Geitter finds similar inspiration in Bills owner Ralph Wilson Jr., who, at age 92, has transcended from leader into legend. He founded the Bills in 1960 as one of the original American Football League (AFL) franchises, was pivotal in the AFL-NFL merger in 1970, and was enshrined as a member of the Pro Football Hall of Fame in 2009.
“The way I feel about Mr. Coon – that’s how I feel about Mr. Wilson,” she says.
“He has done so much for this community for so many years, and he’s helped me develop as a professional. I am honored and privileged to be able to work for a man like him and a franchise like the Buffalo Bills.”
In fact, Geitter is as involved in her community as any player or coach.

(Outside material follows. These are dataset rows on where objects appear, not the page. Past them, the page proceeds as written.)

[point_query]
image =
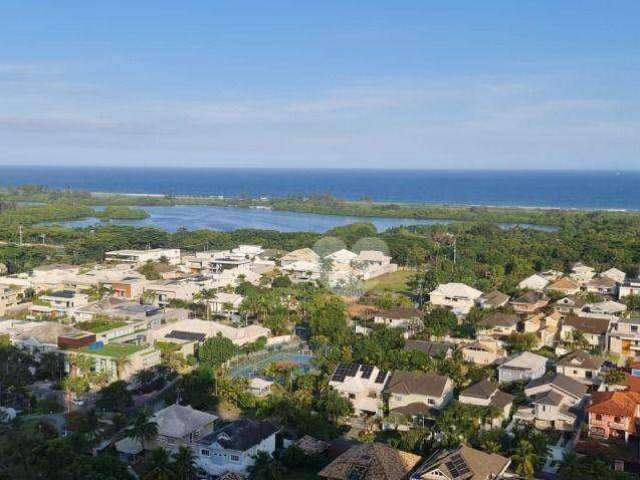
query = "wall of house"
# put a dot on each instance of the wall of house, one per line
(604, 425)
(506, 374)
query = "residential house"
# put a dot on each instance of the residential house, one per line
(433, 349)
(549, 329)
(140, 257)
(373, 259)
(569, 304)
(593, 330)
(10, 296)
(302, 271)
(373, 263)
(498, 324)
(462, 463)
(523, 366)
(227, 304)
(177, 426)
(59, 304)
(606, 308)
(535, 282)
(371, 461)
(457, 296)
(109, 357)
(300, 255)
(483, 352)
(631, 286)
(530, 302)
(343, 256)
(164, 291)
(407, 319)
(551, 275)
(238, 335)
(564, 286)
(624, 337)
(260, 387)
(554, 402)
(582, 273)
(413, 396)
(129, 287)
(37, 337)
(602, 286)
(486, 393)
(614, 415)
(362, 385)
(581, 366)
(494, 299)
(233, 447)
(618, 275)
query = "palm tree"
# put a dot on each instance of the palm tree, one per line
(144, 429)
(184, 463)
(265, 468)
(159, 466)
(90, 425)
(122, 362)
(525, 459)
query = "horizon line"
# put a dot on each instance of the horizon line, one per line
(409, 169)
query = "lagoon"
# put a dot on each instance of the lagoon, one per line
(196, 217)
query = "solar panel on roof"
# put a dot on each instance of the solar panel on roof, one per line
(457, 466)
(367, 370)
(353, 370)
(381, 376)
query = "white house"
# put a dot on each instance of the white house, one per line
(582, 273)
(486, 393)
(615, 274)
(140, 257)
(457, 296)
(534, 282)
(631, 286)
(524, 366)
(177, 425)
(300, 255)
(225, 303)
(342, 256)
(362, 385)
(233, 447)
(238, 335)
(580, 366)
(414, 395)
(553, 402)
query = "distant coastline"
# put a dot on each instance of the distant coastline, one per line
(566, 190)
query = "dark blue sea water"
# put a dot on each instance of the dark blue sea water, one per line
(569, 189)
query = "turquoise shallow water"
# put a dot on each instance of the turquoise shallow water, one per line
(230, 218)
(567, 189)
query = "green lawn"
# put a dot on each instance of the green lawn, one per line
(300, 475)
(390, 282)
(115, 350)
(99, 326)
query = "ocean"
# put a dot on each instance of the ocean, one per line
(562, 189)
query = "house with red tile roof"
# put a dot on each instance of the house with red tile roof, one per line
(614, 414)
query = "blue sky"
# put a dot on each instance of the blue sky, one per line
(376, 84)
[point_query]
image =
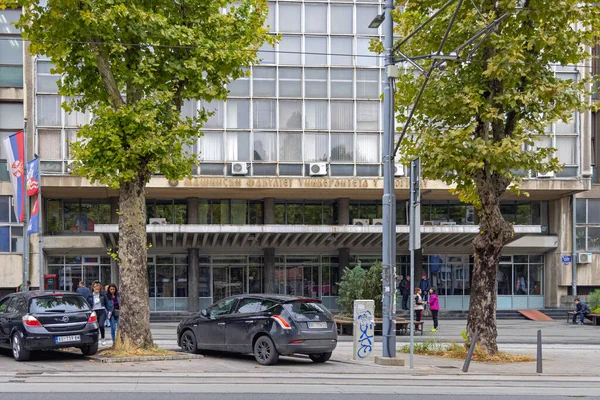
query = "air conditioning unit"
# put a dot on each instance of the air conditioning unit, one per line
(239, 168)
(470, 215)
(399, 170)
(584, 258)
(317, 169)
(548, 174)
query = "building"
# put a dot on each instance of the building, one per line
(288, 189)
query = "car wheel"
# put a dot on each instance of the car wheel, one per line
(265, 352)
(320, 358)
(90, 349)
(188, 342)
(19, 351)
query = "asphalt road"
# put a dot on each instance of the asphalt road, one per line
(250, 396)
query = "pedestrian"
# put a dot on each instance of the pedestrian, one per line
(406, 293)
(97, 301)
(418, 306)
(434, 306)
(83, 290)
(114, 308)
(24, 287)
(582, 310)
(424, 286)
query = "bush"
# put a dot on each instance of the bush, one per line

She serves on the boards of the United Way of Buffalo & Erie County, the Roswell Park Alliance and the National Federation for Just Communities of Western New York, as well as numerous other affiliations. Her honors include being named to Business First’s “40 Under 40” Class of 2007, the Big Brothers Big Sisters Service Award in 2006, the Ralph C. Wilson Distinguished Service Award in 2009, and many more.
She admits she occasionally still finds herself in awe – but not in the “star-struck” manner most fans would be if they rubbed shoulders with NFL stars. Instead, she is inspired by what the players, coaches and administrators all do.

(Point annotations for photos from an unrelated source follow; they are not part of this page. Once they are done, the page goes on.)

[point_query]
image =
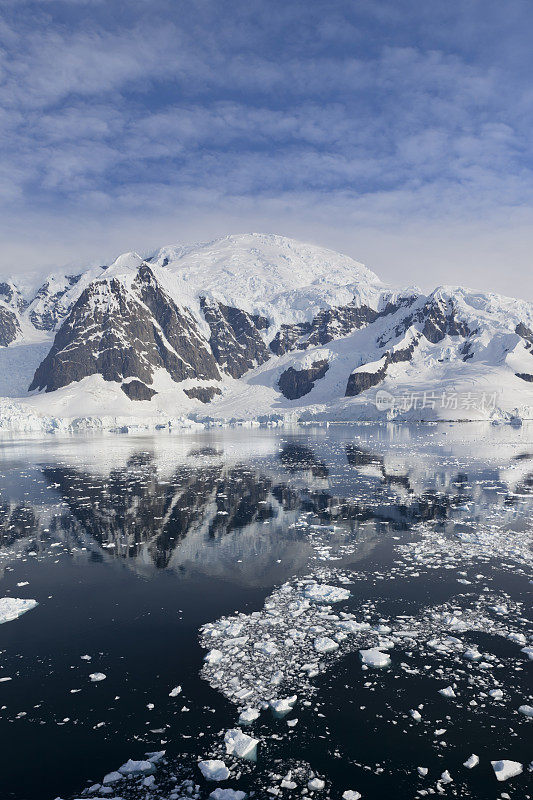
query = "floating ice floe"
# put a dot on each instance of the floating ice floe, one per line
(323, 644)
(132, 767)
(240, 744)
(13, 607)
(227, 794)
(506, 769)
(324, 593)
(447, 692)
(112, 777)
(284, 705)
(213, 770)
(374, 658)
(248, 716)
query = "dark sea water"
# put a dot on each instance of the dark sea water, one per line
(130, 544)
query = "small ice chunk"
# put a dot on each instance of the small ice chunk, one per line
(323, 644)
(214, 656)
(351, 626)
(240, 744)
(283, 705)
(112, 777)
(519, 638)
(324, 593)
(374, 657)
(505, 769)
(447, 692)
(248, 716)
(132, 767)
(13, 607)
(214, 770)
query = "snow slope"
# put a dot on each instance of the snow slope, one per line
(263, 306)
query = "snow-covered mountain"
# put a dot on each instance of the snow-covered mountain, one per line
(256, 327)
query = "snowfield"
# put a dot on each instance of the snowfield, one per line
(386, 354)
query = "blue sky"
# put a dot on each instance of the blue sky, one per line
(397, 131)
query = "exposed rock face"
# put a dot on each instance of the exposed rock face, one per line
(436, 320)
(120, 333)
(361, 381)
(137, 390)
(295, 383)
(11, 296)
(46, 308)
(329, 324)
(203, 393)
(526, 333)
(235, 339)
(9, 326)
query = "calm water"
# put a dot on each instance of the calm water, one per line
(131, 544)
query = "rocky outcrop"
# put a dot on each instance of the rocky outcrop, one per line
(329, 324)
(202, 393)
(120, 333)
(235, 338)
(361, 381)
(9, 326)
(137, 390)
(526, 333)
(46, 309)
(436, 319)
(295, 383)
(11, 296)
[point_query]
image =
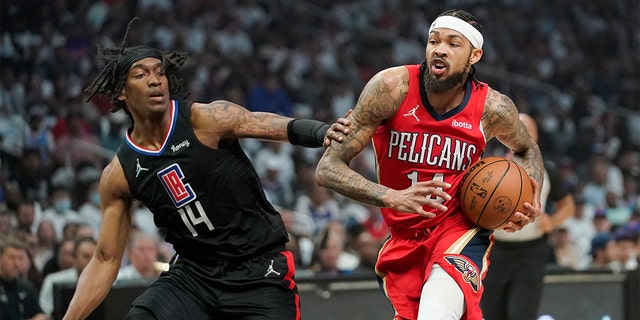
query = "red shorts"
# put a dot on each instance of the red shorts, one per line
(406, 259)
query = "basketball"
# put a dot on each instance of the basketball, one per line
(493, 190)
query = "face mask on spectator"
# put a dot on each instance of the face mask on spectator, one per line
(63, 205)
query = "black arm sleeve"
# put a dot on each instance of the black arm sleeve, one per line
(306, 132)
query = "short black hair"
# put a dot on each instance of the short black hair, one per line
(473, 21)
(109, 82)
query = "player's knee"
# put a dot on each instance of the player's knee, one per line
(441, 297)
(140, 313)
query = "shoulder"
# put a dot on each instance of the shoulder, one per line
(62, 275)
(384, 94)
(394, 78)
(220, 112)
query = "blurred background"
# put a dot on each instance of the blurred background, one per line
(573, 65)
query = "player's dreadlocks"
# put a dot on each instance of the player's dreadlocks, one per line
(118, 60)
(473, 21)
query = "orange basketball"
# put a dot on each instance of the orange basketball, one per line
(493, 190)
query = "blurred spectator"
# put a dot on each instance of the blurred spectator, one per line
(604, 177)
(76, 143)
(317, 205)
(366, 248)
(62, 259)
(83, 250)
(89, 210)
(232, 41)
(605, 253)
(581, 230)
(25, 218)
(300, 243)
(600, 222)
(18, 297)
(269, 95)
(6, 222)
(39, 137)
(331, 257)
(314, 48)
(617, 213)
(565, 252)
(627, 240)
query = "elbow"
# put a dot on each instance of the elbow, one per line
(322, 172)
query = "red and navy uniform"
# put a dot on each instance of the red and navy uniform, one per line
(417, 144)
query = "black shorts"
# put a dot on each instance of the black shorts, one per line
(260, 288)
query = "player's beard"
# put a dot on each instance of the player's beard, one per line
(436, 85)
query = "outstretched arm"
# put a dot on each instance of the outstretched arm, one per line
(500, 119)
(379, 100)
(96, 279)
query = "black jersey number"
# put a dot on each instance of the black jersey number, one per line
(190, 219)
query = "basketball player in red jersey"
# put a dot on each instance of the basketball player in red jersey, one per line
(428, 123)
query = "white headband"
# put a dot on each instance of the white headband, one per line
(468, 31)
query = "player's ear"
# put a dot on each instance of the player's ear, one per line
(122, 95)
(476, 54)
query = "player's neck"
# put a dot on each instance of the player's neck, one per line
(442, 102)
(151, 133)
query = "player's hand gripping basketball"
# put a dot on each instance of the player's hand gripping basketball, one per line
(533, 210)
(415, 198)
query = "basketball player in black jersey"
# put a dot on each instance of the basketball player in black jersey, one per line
(183, 160)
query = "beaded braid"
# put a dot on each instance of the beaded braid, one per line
(106, 83)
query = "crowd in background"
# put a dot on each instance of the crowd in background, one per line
(572, 65)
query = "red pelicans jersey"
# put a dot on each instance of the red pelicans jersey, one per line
(418, 144)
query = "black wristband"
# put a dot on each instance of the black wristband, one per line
(306, 132)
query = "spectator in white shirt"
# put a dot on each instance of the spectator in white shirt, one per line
(82, 252)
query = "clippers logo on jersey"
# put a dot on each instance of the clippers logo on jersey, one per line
(412, 113)
(180, 192)
(468, 271)
(502, 204)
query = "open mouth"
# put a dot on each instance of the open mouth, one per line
(438, 66)
(156, 95)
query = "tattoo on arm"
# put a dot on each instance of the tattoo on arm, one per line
(500, 119)
(240, 123)
(377, 102)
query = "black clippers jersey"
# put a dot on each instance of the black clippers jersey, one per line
(210, 201)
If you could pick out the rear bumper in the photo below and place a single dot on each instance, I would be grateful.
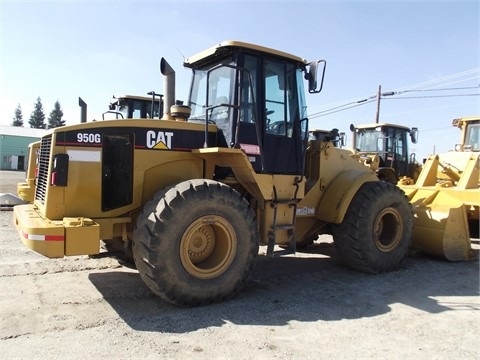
(56, 238)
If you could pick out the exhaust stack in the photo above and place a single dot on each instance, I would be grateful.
(169, 88)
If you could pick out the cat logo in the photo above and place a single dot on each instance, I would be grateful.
(159, 140)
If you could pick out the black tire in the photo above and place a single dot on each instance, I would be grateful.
(196, 243)
(376, 232)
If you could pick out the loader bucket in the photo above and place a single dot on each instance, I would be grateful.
(440, 225)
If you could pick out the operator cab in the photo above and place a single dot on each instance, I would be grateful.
(390, 142)
(135, 107)
(255, 96)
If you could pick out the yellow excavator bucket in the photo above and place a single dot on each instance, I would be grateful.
(444, 198)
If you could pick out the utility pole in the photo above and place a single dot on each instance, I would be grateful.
(379, 94)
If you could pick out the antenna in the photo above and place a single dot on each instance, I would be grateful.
(181, 54)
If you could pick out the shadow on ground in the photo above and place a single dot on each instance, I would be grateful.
(304, 289)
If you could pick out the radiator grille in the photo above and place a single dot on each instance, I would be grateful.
(43, 165)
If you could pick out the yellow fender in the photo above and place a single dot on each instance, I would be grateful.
(340, 192)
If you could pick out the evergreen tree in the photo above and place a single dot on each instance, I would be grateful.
(55, 118)
(18, 118)
(37, 118)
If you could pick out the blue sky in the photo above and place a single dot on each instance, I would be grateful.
(62, 50)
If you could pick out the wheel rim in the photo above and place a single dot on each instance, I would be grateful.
(387, 230)
(208, 247)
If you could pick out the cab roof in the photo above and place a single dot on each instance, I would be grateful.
(374, 125)
(217, 50)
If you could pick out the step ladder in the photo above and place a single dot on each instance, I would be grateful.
(289, 228)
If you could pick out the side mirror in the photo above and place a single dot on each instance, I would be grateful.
(317, 68)
(414, 135)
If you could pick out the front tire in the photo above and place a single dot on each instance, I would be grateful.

“I get to meet and work with people who are at the absolute top of their game,” she explains, “and I’ve learned that they get to be the best because they put in the work – years of hard work, determination and sacrifice. It’s amazing to see what it takes for them to be out there every Sunday, and for the front office to put it all together.”

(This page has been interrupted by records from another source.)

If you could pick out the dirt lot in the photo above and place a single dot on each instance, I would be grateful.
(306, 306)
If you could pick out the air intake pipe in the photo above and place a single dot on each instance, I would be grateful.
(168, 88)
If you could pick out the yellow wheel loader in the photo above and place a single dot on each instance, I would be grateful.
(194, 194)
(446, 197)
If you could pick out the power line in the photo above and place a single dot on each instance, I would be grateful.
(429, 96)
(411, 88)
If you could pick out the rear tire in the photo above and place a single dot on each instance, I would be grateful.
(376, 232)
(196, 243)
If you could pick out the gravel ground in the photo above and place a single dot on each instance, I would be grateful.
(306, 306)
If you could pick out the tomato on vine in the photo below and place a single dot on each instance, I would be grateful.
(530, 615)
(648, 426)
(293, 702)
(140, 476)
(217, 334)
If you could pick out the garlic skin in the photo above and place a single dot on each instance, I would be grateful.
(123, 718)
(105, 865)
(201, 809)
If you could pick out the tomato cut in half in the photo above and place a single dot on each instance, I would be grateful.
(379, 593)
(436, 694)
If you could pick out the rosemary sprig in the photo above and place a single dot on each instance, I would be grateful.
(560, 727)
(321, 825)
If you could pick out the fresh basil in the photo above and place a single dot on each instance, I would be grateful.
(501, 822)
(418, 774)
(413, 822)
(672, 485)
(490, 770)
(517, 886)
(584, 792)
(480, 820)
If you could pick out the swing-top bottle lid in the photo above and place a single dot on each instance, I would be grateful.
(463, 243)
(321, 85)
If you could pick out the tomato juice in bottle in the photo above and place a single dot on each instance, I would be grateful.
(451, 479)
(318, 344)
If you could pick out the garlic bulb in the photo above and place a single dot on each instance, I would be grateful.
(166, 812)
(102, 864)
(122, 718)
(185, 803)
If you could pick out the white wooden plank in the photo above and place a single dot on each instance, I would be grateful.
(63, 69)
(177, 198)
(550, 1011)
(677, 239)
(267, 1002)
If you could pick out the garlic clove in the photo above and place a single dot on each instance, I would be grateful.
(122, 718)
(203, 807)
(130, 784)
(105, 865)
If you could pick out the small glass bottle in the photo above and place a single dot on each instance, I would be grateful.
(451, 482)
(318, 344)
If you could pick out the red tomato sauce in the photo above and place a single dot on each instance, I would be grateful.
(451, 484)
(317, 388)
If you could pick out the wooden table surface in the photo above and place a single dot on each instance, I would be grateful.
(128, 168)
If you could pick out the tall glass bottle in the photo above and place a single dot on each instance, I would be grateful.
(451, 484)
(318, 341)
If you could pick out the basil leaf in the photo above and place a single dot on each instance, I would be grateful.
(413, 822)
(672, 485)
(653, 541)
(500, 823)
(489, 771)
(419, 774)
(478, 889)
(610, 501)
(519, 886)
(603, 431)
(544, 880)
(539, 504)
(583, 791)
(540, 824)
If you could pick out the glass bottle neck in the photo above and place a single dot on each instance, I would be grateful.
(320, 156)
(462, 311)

Zulawski is quick to point out that this career is not for everyone.
“When you sign up for this, it’s a lifestyle, not a job,” he warns. “During the season, an average day is 10 to 12 hours, maybe 100 hours a week. The business of sport is not easy to break into, and there’s a high washout factor because of the demanding schedule.”
This is valuable advice for current Fredonia students, especially those majoring in sport management and exercise science, which became officially recognized on campus in 2010. But it’s all worth it, they agree, especially as it relates to fans.
“Baseball’s been called America’s pastime, but the NFL is America’s passion. The amount of time fans spend engaged in it…it’s like a part-time job,” Zulawski marvels. “If you think about how fragmented people are nowadays with their attention, and yet they will still block out several hours every week for football. That’s amazing.”
Indeed, football has found that perfect “sweet spot” within America’s culture. It blends emotions with economics, be it the neighborhood pub that’s jam-packed on Sundays or the fantasy football leagues and office pools that have been born out of the game and further connect fans with the sport.
“It means so much to them. It galvanizes entire cities and gives them a release,” Zulawski adds.
Years after they have graduated, both Zulawski and Geitter look back fondly on their Fredonia days, appreciating what they learned both within and outside of the classroom.
“I had a really good time, from an educational perspective, plus the social and athletic elements,” Zulawski says. “I got my money’s worth and then some.”
Geitter agrees. “I can say with 100% certainty that I made the right choice. I went on to graduate school at Boston University, and I was as prepared, if not more prepared, than anybody. I’ve always been really proud of that – and proud of Fredonia.”